An integrated water-electricity market design for multi reservoir, mixed operation.
Thesis DisciplineManagement Science
Degree GrantorUniversity of Canterbury
Degree NameDoctor of Philosophy
Water markets are often regarded as the most promising method of managing this increasingly important natural resource, but the literature on water market concepts is only emerging. Most of the focus is on physical trading arrangements, but financial property rights appear both conceptually and practically appealing, as a way to develop commercial and organizational arrangements to improve liquidity and ultimately increase efficient resource use. This thesis focuses on market arrangements to manage hydrology dependent surface water supplies, where consumptive and/or non-consumptive use occurs in a network with storage. Binding resource constraints create temporal and locational price differences. Moreover, the uncertainty about price differentials creates barriers to trade. Participant bids, reflecting their marginal use values, are assumed to be cleared by a benefit-maximising optimisation, such as Stochastic Linear Programming. This also creates price differences between locations, and time periods, and causes the market to accumulate a “settlement surplus” of rents associated with resource constraints. This thesis draws on the Financial Transmission Right (FTR) concepts developed for electricity markets to outline a general structure of financial hedging instruments that could be used to deploy this settlement surplus to hedge against price risks, across space and time. We also consider a swing option based approach, which bundles the above rights to create a virtual “slice of system” model that could be practically and conceptually appealing to both aggregated and disaggregated hydro reservoir systems. While only preliminary, our discussion of these options suggests that developments along these lines may be important in creating a water market environment that is acceptable to potential consumptive and non-consumptive participants.

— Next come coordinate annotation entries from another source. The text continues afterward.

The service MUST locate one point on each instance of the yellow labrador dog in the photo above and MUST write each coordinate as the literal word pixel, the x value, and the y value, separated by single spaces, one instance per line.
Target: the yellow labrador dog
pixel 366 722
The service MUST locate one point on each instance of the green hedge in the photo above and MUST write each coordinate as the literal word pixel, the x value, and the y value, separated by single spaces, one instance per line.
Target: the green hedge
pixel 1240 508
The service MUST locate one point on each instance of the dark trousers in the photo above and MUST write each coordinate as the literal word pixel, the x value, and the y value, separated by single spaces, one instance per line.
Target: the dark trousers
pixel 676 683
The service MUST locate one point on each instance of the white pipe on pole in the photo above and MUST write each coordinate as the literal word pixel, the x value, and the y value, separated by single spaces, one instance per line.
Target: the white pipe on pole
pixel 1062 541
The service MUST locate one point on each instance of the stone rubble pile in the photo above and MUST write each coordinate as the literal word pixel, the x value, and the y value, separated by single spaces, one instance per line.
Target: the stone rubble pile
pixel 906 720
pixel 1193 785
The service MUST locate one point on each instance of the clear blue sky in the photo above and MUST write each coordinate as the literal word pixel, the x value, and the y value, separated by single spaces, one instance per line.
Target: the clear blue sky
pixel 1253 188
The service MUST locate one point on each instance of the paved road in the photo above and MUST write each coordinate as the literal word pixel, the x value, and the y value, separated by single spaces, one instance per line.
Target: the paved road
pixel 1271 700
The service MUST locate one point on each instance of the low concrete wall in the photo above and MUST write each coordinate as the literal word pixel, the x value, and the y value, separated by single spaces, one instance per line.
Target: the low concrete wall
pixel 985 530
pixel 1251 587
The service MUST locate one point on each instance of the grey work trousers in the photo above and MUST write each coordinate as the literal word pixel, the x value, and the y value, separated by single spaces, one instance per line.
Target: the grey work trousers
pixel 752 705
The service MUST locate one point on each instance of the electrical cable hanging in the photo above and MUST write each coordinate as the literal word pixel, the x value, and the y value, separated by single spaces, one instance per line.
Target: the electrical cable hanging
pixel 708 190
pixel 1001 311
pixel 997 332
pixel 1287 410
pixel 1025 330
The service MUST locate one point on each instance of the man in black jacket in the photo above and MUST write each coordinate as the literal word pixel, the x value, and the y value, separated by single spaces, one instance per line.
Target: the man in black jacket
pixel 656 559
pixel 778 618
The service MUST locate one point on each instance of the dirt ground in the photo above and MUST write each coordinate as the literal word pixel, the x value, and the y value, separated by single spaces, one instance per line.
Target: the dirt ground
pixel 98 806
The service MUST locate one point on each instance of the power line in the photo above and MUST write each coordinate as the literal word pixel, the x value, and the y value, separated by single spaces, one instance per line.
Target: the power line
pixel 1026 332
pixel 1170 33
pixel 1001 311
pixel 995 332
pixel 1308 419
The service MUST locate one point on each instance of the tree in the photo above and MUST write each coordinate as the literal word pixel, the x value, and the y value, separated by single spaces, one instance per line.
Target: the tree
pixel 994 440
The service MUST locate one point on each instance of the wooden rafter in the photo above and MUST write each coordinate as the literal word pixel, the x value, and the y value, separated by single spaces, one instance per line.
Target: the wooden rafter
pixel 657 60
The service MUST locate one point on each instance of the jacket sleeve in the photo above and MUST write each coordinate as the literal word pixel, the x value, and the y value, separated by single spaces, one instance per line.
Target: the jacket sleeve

The remainder of this thesis is about the problem of intra-period consumptive and non-consumptive water allocation in a mixed-use catchment. We develop a deterministic nodal Constructive Dual Dynamic Programming (CDDP) procedure which implicitly clears a market determining both consumptive and non-consumptive water allocations, across all nodes in a catchment with a single reservoir. Consumptive users extract water from the system, so each unit of water flow can only be used for a single consumptive use. A non-consumptive user transfers water from one node to another, extracting some benefit, or incurring some cost. Arc flow bounds may limit the opportunities for using water at the nodes. Costs can be associated with arc flow bounds and distributary demands to represent in-stream and environmental reserve flows enforced using penalty costs. The algorithm constructs the intra-period demand curve for release by sequentially forming marginal water value curves at each node, passing these curves towards the reservoir.
This approach can generate net demand curves representing all possible market-clearing solutions at nodal and user levels. It can also be used to construct net demand curves for water release from the reservoir, in each period, which could then be used in a stochastic inter-temporal CDDP model to construct marginal water value curves stored in the reservoir over an appropriate time horizon. Several variants on this approach are explored.
We discuss extending the procedure to assess the marginal value of water stored in two inter-connected reservoirs in a mixed-use catchment. A “lower level” intra-period CDDP is applied to construct a two dimensional “demand surface” for transfer, representing the marginal benefit from net release into either end of the inter-reservoir chain between the two reservoirs. Then a higher level inter-period CDDP demand-curve-adding method could be deployed to strike the optimal trade-off between the current release demands for the inter-reservoir chain and other sub-trees leading from the two reservoirs and the future storage demands.